This repository has code that was developed to scrape footballdb.com to get the brands of the shoes that players wore in the 2022 World Cup. I predominantly used Beautiful Soup and Requests.
The first step was to scrape the shoe data from footballbootsdb after this I stored the player and brand in a pandas dataframe. To do this I went through the website and collected the specific tags I wanted to reference when scraping the website. After that I put all of these tags I wanted to explore into a function in which I use to scrape the brand and player information. After that I simply collect the scraped data in an empty list which is appended into an empty dataframe.
The second step was to scrape the team links from footballbootsdb. This step is important because the previous funciton in step one needs a url as an input to scrape footballbootsdb. By scraping all of the team links we can store them in a list which can later be used to call all of the players and brands in once call.

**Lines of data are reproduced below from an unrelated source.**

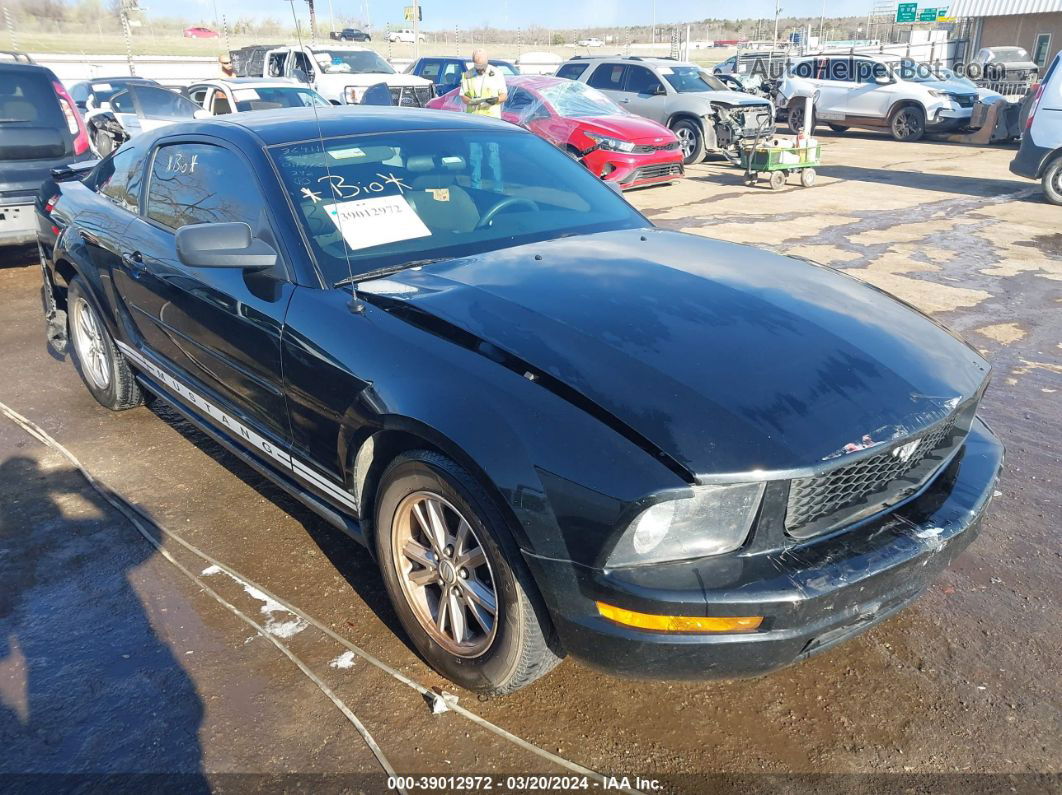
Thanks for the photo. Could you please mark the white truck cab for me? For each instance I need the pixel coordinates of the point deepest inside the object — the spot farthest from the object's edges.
(342, 73)
(1040, 156)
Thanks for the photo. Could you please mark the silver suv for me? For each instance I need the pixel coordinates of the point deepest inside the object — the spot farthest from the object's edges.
(703, 113)
(906, 97)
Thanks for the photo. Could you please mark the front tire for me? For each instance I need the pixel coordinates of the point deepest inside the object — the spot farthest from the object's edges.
(690, 140)
(456, 579)
(100, 364)
(1052, 182)
(908, 124)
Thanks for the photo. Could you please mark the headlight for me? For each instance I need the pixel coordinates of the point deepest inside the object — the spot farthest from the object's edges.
(613, 143)
(711, 521)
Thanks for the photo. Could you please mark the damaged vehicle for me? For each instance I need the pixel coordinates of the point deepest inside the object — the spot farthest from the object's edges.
(702, 110)
(560, 429)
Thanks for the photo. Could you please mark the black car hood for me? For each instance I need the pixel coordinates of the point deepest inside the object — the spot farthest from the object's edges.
(728, 358)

The third step is to call all of the players and brands through the function we created in the first part and input the urls we collected in our list in the second part. After this we combined this dataset with statisitcs from the world cup to get a complete picture of both brand and performance for each player.
The fourth step after having our finished csv is to analyze it and see if there are any trends. This step of analysis was done in Tableau as it also allowed us to have different visualizations.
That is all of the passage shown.